As for breaks, as the interim agreements themselves state, breaks were provided for almost 20 years ago: “Effective July 1, 2005, Employer shall provide voice-over performers who are engaged to work in excess of one (1) hour with a five (5) minute rest period for each hour of recording.” The fact that video game performers still do not have breaks demonstrates clearly that the SAG-AFTRA bureaucracy does not bother to enforce the provisions for workers’ protections that are already included in their contracts.

Picketing outside Disney on September 19 (WSWS)

SAG-AFTRA’s Duncan Crabtree-Ireland, who at $1.02 million a year is the ninth-highest paid union official in the US, also spoke briefly at the picket. He remarked that 

Someone right behind me made this bracelet for us. It says, “Play fair,” and that’s what we’re telling these companies to do. They’ve got to play fair. That’s why we’re out here. It’s Disney, it’s Warner Brothers, but it’s all of the others too and that’s what we’re here sending them that message.

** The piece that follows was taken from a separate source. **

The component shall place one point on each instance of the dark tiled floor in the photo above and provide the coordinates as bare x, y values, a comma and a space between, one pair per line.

Our committee is strong; our members are strong. We are going to get the contract provisions we deserve. It is going to happen. And by the way, how about the 80 games that have signed the MTR agreement [interim agreements]? How about White Speed LA? This is where it’s going. This is where the industry is going. And these companies are isolated and more isolated until they make the deal.

For the union leaders up becomes down, left becomes right, and all that is needed for workers to enter the kingdom of heaven is for the bosses to just play fair. But they do not play fair, they never have, and they never will, which is why workers have always had to fight.

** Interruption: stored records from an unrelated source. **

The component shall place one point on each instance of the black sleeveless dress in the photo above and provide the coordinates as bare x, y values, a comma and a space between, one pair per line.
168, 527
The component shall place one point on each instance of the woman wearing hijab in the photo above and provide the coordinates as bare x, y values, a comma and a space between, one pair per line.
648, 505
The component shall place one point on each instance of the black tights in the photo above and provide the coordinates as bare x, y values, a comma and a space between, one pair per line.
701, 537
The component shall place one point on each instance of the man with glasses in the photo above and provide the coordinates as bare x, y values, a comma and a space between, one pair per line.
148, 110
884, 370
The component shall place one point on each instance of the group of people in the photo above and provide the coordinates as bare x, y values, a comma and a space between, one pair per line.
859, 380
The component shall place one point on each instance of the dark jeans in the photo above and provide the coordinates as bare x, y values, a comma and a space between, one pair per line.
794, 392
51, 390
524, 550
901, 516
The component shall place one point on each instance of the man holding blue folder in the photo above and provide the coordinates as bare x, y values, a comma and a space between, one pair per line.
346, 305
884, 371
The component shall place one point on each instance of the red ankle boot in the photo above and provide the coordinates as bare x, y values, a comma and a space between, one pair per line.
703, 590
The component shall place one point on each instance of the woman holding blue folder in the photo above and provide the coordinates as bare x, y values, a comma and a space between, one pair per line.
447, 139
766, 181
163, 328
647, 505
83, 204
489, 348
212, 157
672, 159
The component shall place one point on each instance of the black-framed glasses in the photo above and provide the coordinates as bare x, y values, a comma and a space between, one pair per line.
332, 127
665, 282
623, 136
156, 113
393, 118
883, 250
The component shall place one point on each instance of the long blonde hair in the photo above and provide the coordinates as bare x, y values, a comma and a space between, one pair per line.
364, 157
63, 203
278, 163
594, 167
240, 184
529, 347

The only ones being “isolated” by the series of interim agreements, which send workers back to work during a strike, are the performers themselves, including the ones working at corporations that have signed these interim agreements. The latter do not provide protections from AI and also do not contain decent wages, benefits or residuals. This is because not only do the corporations not play fair, but the union officials who live like the employers also do not play fair, by pushing through agreements without a vote that do not meet even the most basic needs of video game workers.

There is only one way forward for workers and that is through the creation of democratically controlled rank-and-file committees independent of the union bureaucracy, as well as the two parties of big business. Otherwise the union officialdom will continue to strangle every struggle that erupts.